I want to send a very big and public thank you to the Health Informatics and Financial Reporting leadership at Johns Hopkins Children’s Hospital in St. Petersburg, Florida, for instructing their teams to put an away message on e-mail, shut off their phones, and spend two days immersed in my data visualization training. Man, do they get it!! People need uninterrupted time to learn new skills in an engaged and focused manner and — wait for it — to THINK.
But here’s the deal: it’s not just training that requires that time. Finding solutions to problems, whether simple or gnarly, also requires time to THINK. (Contrary to popular belief, those problems can’t be solved in the blink of an eye by FM — Freaking Magic.)
Let’s look at a visualization I’ve been re-designing that illustrates this idea. I was able to say right away, “This thing is hard to understand” — but that didn’t mean I could come up with a solution equally quickly.
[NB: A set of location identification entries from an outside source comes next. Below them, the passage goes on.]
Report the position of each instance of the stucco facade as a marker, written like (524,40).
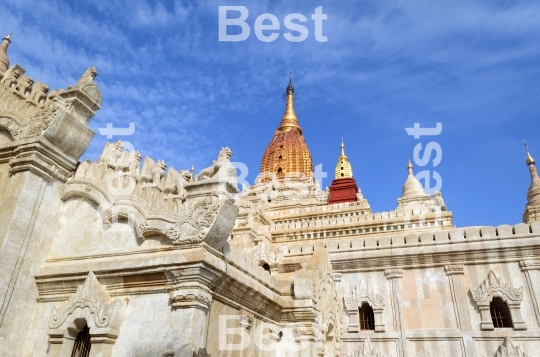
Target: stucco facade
(160,262)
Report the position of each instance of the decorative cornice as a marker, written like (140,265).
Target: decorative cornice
(527,265)
(363,292)
(454,269)
(159,202)
(494,286)
(366,350)
(187,298)
(507,349)
(393,273)
(89,295)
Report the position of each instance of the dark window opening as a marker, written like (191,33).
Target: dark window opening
(82,345)
(366,318)
(500,315)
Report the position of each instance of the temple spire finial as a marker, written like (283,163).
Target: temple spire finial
(528,159)
(343,167)
(289,119)
(409,165)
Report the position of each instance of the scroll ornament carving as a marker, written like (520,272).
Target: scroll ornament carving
(268,254)
(222,160)
(364,292)
(40,121)
(496,286)
(366,350)
(195,221)
(507,349)
(89,295)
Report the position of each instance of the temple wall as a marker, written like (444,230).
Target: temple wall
(29,210)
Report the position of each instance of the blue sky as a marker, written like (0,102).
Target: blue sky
(473,66)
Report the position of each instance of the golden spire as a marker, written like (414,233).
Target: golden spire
(529,159)
(343,167)
(289,119)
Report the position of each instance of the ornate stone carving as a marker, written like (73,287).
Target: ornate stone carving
(39,93)
(24,85)
(12,79)
(223,158)
(497,287)
(195,221)
(89,75)
(266,253)
(40,121)
(364,293)
(191,297)
(315,281)
(507,349)
(366,350)
(159,200)
(494,286)
(89,295)
(246,321)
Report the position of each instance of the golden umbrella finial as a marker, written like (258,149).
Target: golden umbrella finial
(529,159)
(192,171)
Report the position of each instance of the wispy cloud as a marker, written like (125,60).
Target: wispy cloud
(468,64)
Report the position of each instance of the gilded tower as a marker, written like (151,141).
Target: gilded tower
(343,167)
(344,188)
(287,155)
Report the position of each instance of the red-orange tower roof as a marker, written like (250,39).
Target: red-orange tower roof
(287,155)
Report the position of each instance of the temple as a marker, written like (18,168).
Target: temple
(126,256)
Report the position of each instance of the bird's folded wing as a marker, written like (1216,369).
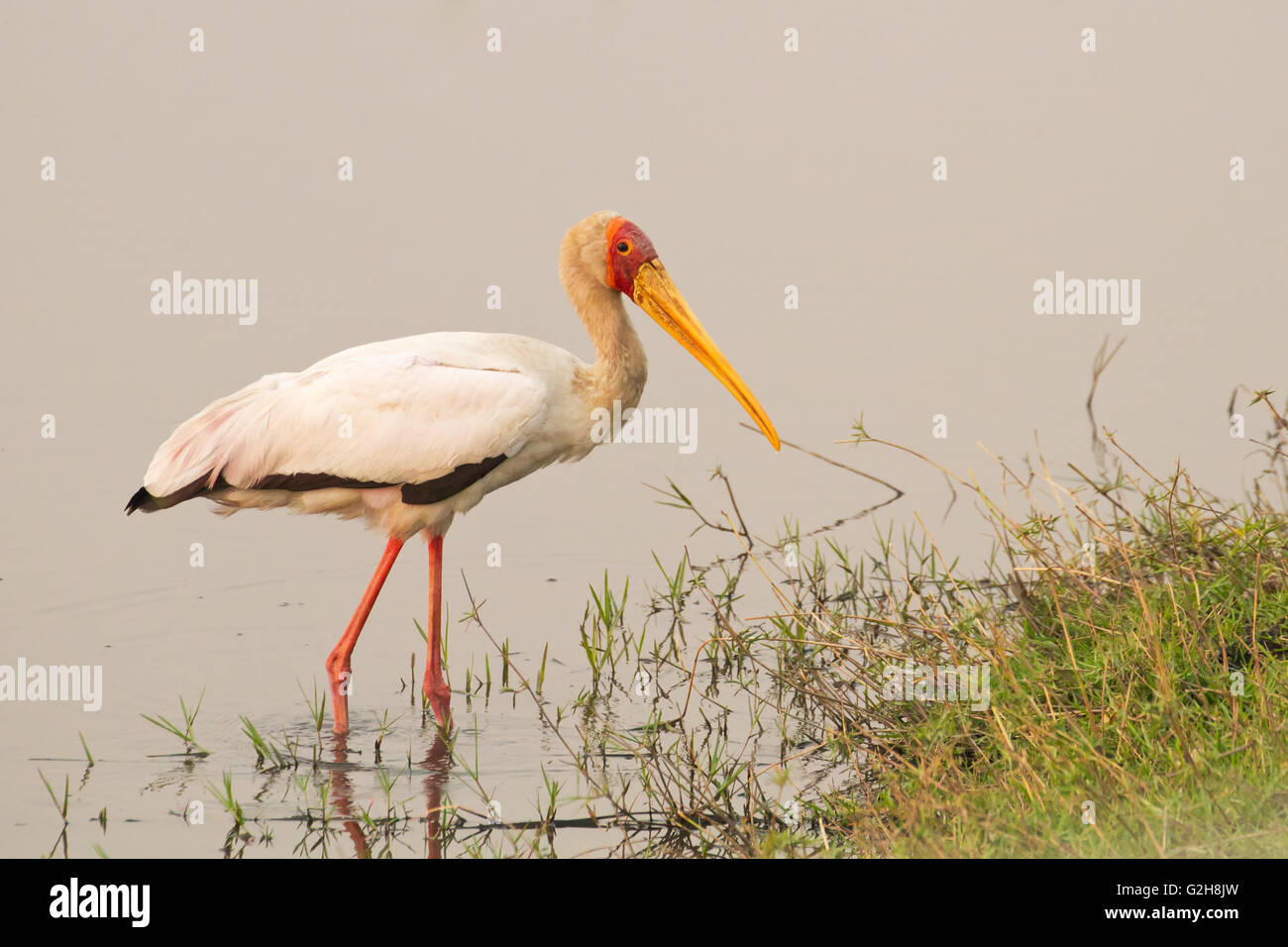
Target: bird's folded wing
(380,418)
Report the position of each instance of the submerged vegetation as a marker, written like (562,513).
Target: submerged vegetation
(1109,684)
(1131,637)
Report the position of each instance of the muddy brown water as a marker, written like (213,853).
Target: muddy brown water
(767,169)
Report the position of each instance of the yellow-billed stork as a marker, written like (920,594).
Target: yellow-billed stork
(408,433)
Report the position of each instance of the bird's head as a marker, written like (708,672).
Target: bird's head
(626,262)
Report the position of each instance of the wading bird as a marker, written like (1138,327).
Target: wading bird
(408,433)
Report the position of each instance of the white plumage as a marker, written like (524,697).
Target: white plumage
(400,411)
(408,433)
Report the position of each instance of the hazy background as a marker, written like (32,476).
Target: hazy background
(768,169)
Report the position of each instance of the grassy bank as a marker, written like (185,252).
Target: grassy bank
(1134,635)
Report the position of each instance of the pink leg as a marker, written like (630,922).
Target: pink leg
(338,667)
(436,688)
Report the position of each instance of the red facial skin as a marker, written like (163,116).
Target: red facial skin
(627,250)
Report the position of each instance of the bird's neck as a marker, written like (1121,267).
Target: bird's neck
(621,367)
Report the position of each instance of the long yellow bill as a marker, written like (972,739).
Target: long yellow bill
(657,295)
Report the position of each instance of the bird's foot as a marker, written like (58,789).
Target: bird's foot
(439,697)
(339,674)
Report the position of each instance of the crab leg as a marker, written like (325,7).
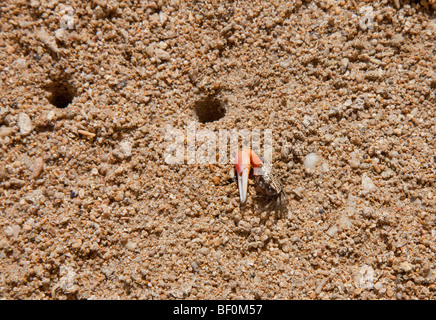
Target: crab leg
(243,161)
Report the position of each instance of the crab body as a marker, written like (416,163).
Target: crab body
(267,184)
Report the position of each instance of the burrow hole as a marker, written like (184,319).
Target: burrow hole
(61,92)
(209,109)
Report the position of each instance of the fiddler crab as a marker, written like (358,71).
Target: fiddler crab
(267,185)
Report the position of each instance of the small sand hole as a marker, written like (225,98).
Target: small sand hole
(209,109)
(61,93)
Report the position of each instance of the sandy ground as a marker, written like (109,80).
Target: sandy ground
(89,209)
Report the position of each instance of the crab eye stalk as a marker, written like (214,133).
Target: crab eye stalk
(242,164)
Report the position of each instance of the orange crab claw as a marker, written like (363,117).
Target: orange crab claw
(243,161)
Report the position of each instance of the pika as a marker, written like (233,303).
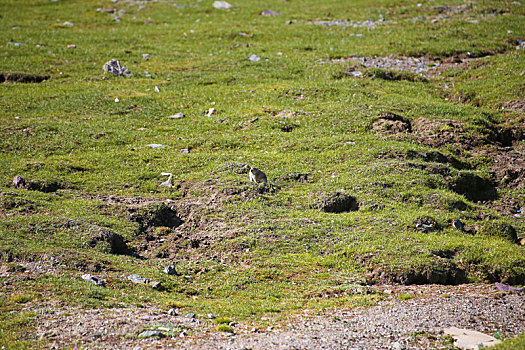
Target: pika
(257,176)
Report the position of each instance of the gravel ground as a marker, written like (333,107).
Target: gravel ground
(416,323)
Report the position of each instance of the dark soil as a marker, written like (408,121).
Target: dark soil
(517,105)
(473,186)
(46,186)
(114,240)
(337,203)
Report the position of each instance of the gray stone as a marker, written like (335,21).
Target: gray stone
(138,279)
(116,242)
(470,340)
(114,67)
(156,285)
(151,334)
(93,279)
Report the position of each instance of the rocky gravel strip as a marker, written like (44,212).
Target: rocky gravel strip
(393,324)
(409,317)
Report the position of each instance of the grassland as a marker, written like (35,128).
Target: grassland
(246,251)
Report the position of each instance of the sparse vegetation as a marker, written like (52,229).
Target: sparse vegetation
(393,145)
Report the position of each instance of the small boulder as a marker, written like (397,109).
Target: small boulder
(114,242)
(499,229)
(93,279)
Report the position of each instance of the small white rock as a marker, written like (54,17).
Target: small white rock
(177,116)
(222,5)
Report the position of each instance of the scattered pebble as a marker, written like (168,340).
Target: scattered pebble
(468,339)
(151,334)
(93,279)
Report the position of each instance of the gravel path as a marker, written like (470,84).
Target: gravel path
(415,323)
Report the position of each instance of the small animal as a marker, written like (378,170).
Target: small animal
(167,183)
(257,176)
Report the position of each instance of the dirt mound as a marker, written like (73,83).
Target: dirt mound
(337,203)
(438,133)
(404,67)
(108,242)
(391,123)
(157,215)
(473,186)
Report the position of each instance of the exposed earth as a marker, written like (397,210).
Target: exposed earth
(407,317)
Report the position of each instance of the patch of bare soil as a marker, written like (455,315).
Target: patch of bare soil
(439,133)
(421,66)
(416,322)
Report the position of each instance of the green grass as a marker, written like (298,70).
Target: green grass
(247,254)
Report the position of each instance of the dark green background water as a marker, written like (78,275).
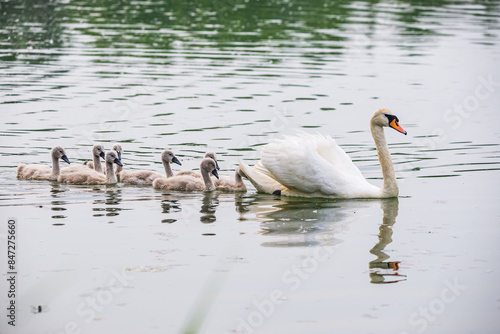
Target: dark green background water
(229,76)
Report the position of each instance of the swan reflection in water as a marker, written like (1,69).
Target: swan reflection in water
(380,268)
(293,222)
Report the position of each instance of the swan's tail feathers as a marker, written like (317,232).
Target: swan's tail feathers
(260,177)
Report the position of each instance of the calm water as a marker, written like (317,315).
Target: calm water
(229,76)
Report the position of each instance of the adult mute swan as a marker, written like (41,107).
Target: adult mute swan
(188,182)
(146,177)
(315,166)
(43,172)
(89,176)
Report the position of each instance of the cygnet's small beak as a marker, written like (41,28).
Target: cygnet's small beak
(175,160)
(395,125)
(215,173)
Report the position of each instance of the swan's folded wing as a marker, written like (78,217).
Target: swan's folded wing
(260,177)
(311,164)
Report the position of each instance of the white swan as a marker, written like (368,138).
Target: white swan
(43,172)
(89,176)
(118,148)
(146,177)
(315,166)
(188,182)
(227,183)
(210,155)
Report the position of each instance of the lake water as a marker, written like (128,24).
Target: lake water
(229,76)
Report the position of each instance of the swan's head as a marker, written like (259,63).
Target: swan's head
(212,156)
(209,166)
(119,150)
(169,156)
(385,117)
(98,150)
(59,153)
(112,157)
That part took me some quiet, uninterrupted time to sketch and consider possible solutions.
This visualization displays the intersection of two indicators from a public health survey. The first indicator, a composite of respondents who answered “yes” to six questions about mood, anxiety, and depression in the 30 days preceding the survey, is labeled “Serious psychological distress.” It is crossed with the indicator “Health insurance coverage” (indicated by answers to the question, “Do you have a health insurance policy?”).
The challenge of this visualization is that the viewer has to try and match the “yes” responses displayed in the bars of one indicator with those in the other, then try to decide whether respondents who experienced serious psychological distress had health insurance.
If you look closely, you will notice that the labels are hard to decipher: the two bars on the left are whether or not respondents answered yes or no to “Yes,” Psychological distress; the two on the right are whether they responded yes or no to “Yes,” they had health insurance (I think). Then you have to match the blue to the blue bar and the red to the red one. I admit I’m still wildly confused.
As a first step, I arranged the responses to the two indicators in a simple matrix, then just studied them for a bit.
The simple act of creating this matrix helped me realize that the denominators for the Second Indicator (Health insurance) are the YES and NO responses to the First Indicator (Serious psychological distress). This may sound like a minor insight, but it was a key first step to figuring out how to better display the information.
Next, I started to sketch possible ways to display the results using a simple Excel sheet to create the following visual without any competing distractions. I allowed myself some time just to think about it.
In this new visual, I’ve directly displayed the results of stratifying Indicator 1 results by Indicator 2 results. Now we can see that:
- Of those respondents who answered YES, they had experienced serious psychological distress, only 5.7% had a health insurance policy compared to 89.1% who had no serious distress and did have health insurance.
- It may be worthwhile to analyze in greater detail those who suffered serious distress and do not have health insurance. What are their demographics (age, sex, education, income level)? Where do they live? Such analysis can help us focus efforts to create or deliver (for example) new resources and support services.
- There is power in taking time to create detailed, plain-language labels to eliminate the mystery of what is being displayed.
I love meeting, training, and collaborating with all our clients; but it is especially gratifying when those same clients give the projects we’re working on their full attention — and allow all of us time to think. That’s really the only magic required for creating great work.